Stewardship

Report Shellfish Poaching

Long Island's bays are protected by a thin line of bay constables, DEC officers, and tip lines. If you witness illegal harvesting, harvesting from closed waters, or undersized takes — say something. One call protects the resource for everyone.

In Progress Right Now

1-844-DEC-ECOS

NYSDEC 24-hour Environmental Conservation Police hotline

Who To Call

Reporting Channels

Town Bay Constables

Daylight patrols + on-call response

First call for activity inside town waters: shellfish bed violations, permit fraud, and after-dark harvesting. Each Long Island town runs its own marine enforcement unit.

U.S. Coast Guard — Sector Long Island Sound

24 hours / 7 days

For incidents in federal waters, large-vessel commercial poaching, or anything involving safety at sea.

NYSDEC Marine Resources — Region 1

Mon–Fri, business hours

Non-emergency tips, questions about closed shellfish areas, and follow-up on prior reports.

Before You Call

What To Observe

The more specific the tip, the more likely an officer can intercept the activity.
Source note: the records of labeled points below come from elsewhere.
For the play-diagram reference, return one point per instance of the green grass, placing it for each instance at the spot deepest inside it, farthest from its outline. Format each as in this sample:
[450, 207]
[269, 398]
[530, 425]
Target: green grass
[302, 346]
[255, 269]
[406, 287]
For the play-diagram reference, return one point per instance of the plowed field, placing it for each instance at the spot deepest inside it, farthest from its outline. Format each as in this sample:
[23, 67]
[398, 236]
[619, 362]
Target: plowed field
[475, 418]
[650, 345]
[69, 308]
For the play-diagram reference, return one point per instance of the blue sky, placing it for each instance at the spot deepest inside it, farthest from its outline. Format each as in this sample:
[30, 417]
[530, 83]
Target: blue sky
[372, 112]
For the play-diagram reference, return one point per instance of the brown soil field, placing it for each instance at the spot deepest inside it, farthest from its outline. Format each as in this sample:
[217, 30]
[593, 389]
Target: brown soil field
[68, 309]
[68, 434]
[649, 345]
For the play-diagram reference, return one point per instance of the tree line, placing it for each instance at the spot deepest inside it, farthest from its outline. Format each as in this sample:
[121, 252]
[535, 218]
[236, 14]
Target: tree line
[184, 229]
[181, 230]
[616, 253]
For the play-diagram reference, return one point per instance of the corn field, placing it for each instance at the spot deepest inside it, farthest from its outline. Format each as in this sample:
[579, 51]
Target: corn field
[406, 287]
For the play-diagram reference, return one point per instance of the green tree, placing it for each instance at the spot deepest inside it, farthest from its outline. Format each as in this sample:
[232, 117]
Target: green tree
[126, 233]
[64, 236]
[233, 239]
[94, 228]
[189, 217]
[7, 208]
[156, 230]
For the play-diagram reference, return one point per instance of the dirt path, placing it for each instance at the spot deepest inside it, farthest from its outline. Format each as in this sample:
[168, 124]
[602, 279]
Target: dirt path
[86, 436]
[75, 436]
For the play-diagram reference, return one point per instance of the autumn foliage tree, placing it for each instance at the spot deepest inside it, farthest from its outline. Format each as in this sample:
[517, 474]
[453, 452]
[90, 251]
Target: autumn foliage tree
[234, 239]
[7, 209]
Stay on shore or in your own boat — never approach poachers directly.

  • 1Date, time, and exact location (GPS coordinates or landmarks).
  • 2Vessel name, hull color, and registration number (NY-####-XX).
  • 3Number of people on board and what gear they're using.
  • 4Estimated quantity and species being harvested.
  • 5Direction of travel when leaving the area.
  • 6Photos or video — from a safe distance, never confront.

Why It Matters

Shellfish poaching isn't a minor offense — it removes brood stock, breaks closure protections that keep contaminated product off plates, and undercuts the legal growers who pay for leases, permits, and bay restoration. Every confirmed report helps protect the public, the bays, and Long Island's working waterfront.